Si leur parcours artistique et leurs gouts physiques se rejoignent difficile de ne pas faire également le rapprochement de leur vie privée notamment dans leur attirance pour les jeunes garçons. Pasolini ne s'est jamais caché de ses aventures (qui le menèrent à cette nuit tragique du 2 novembre 1975) ni d'avoir ses préférences sur les plateaux de tournage, le plus bel exemple étant bien sûr Salo. On connait tous la relation amoureuse qui liait le
maitre et Franco Merli qu'il avait connu à tout juste 16 ans, le jeune protagoniste des 1001 nuits qu'on retrouvera dans Salo l'année suivante. On connait la relation intime qu'entretenait Pasolini avec Ezio Manni et Claudio Troccoli qui fut son protégé durant cinq ans. Mais c'est surtout l'amour profond qu'il éprouvait pour Ninetto Davoli qu'on retiendra, une liaison amoureuse forte, obsessionnelle qui détruisit Pasolini lorsque Ninetto rompit juste avant le tournage de Salo, laissant le cinéaste dévasté, une rupture dont il ne se remit pas. C'est justement leur amour qu'on peut très facilement mettre en parallèle avec celle de Eloy et José Luis. José Luis avait 17 ans lorsqu'il connut Eloy, Ninetto en avait lui aussi 17. Tout
deux venaient de la rue, l'un à Madrid, l'autre à Rome, tous deux furent la muse, l'acteur fétiche puis l'amant de leur mentor respectif. Pasolini regardait la vie à travers les yeux de Ninetto, José Luis inspirait Eloy. Pour Ninetto la rencontre avec Pasolini a été dixit l'intéressé le début du voyage de sa vie, pour José Luis Eloy fut sa chance de sortir de la misère, vivre un rêve et connaitre la gloire. José était à la base hétéro comme Ninetto et tout deux se ressemblaient quelque peu avec leur touffe de cheveux frisés. Il n'est d'ailleurs pas rare de voir José Luis surnommé dans les magazines espagnols de l'époque "El chico pasoliniano".
Jose Luis s'en est malheureusement allé en ce triste mois de janvier 1992. Qui peut dire l'avenir qu'il aurait pu avoir auprès de De La Iglesia si le destin n'avait pas été si brutal avec lui? Interrogés sur le sujet la famille et les proches de Manzano sont tous d'accord. Le caractère fataliste du jeune homme aurait eu raison de lui. Eloy et lui n'auraient eu aucun avenir. Lui même se savait condamné à mourir jeune. Comme l'a écrit Fuembuena dés sa naissance Manzano n'avait été qu'un long cri silencieux, un corps vide. A plus ou moins courte échéance José Luis aurait fini comme ses cousins maternels, ses anciens camarades de l'UVA et ses amis comme El Pirri ou El Vaquilla. Il aurait été emporté par le
Sida ou une maladie liée au terrible virus, aurait connu une mort violente, aurait été tué dans une fusillade avec la police par exemple.

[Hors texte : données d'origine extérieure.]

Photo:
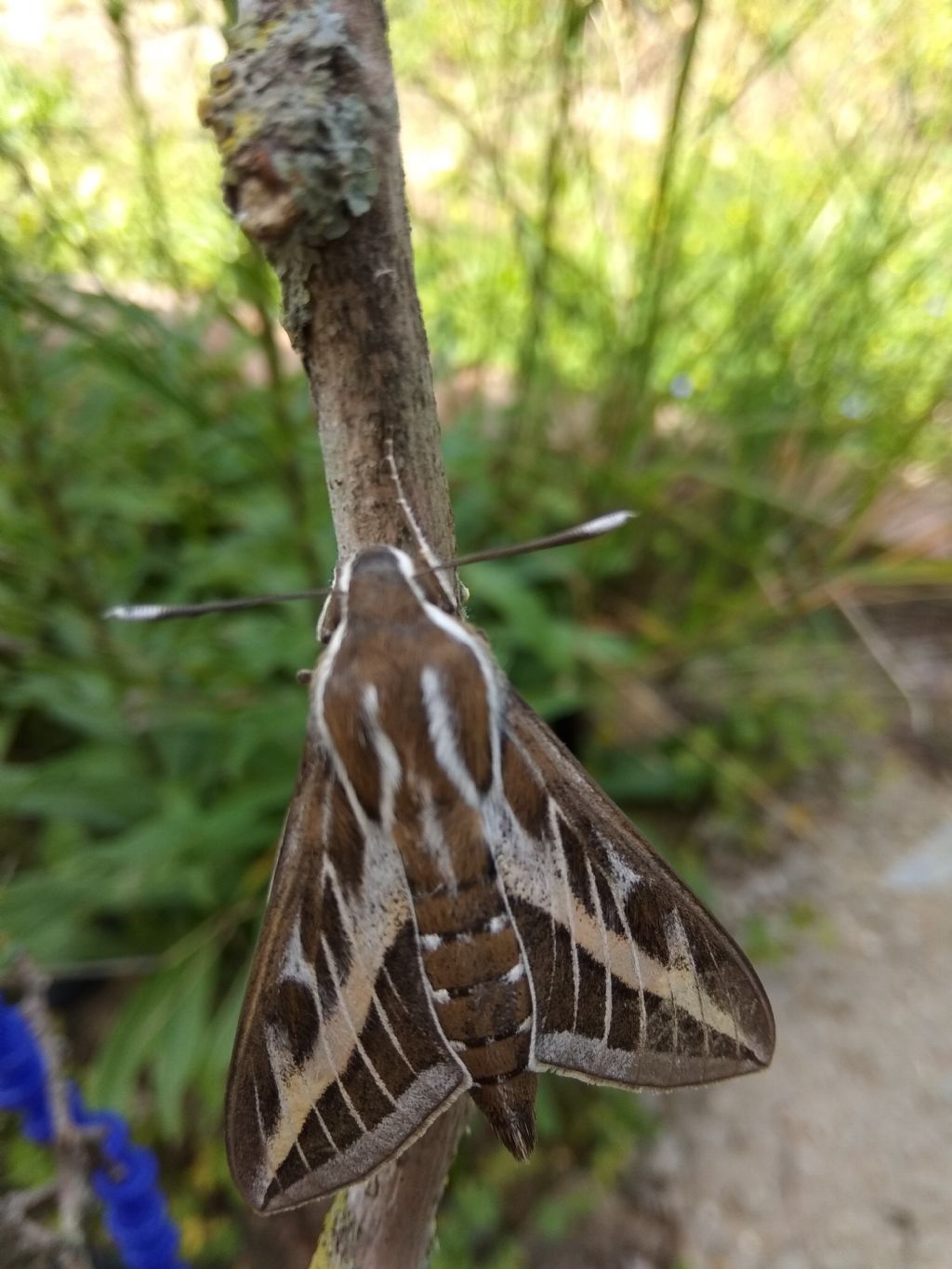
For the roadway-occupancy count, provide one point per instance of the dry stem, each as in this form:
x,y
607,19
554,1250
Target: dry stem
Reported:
x,y
353,315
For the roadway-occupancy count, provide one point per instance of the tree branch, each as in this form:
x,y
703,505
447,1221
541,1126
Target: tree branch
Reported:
x,y
306,119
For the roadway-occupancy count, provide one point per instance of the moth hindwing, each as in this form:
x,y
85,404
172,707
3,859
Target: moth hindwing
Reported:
x,y
456,906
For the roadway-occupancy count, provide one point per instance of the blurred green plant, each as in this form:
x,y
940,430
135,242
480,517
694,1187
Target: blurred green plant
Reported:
x,y
681,260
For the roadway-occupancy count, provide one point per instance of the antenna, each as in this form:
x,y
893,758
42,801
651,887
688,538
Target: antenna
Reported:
x,y
164,612
579,533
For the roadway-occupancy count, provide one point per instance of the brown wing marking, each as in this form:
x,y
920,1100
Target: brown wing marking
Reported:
x,y
339,1063
635,981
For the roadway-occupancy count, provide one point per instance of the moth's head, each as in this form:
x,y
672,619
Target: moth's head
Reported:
x,y
381,585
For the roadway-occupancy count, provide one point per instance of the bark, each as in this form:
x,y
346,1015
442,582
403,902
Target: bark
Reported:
x,y
306,119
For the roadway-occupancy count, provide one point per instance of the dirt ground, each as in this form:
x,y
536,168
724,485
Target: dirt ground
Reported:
x,y
840,1155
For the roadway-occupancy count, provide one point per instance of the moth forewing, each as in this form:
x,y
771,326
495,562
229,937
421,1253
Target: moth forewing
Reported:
x,y
456,905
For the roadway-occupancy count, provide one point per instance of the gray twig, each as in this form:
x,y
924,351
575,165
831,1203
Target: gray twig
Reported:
x,y
308,126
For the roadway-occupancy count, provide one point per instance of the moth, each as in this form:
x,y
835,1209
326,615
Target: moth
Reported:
x,y
456,906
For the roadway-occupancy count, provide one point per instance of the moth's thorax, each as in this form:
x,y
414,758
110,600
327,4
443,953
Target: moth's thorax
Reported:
x,y
381,585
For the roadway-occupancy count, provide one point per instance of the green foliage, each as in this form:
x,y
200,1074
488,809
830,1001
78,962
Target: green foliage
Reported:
x,y
725,308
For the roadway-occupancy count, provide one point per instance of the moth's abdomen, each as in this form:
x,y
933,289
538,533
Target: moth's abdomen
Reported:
x,y
479,983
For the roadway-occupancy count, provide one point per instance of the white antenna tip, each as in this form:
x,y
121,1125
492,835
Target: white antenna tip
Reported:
x,y
135,613
607,523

Ne restera de José Luis Manzano qu'une image, celle d'un garçon fragile, hyper sensible, propulsé malgré lui au rang d'icône, un sex symbol prince du quinqui devenu avec le temps un mythe, ainsi qu'une série de films aujourd'hui cultes réalisée par un homme avec qui il vécut une relation aussi forte qu'empoisonnée, un amour toxique dominé par trois mots, amour, cinéma, héroïne, et qui en rien ne fut un mythe.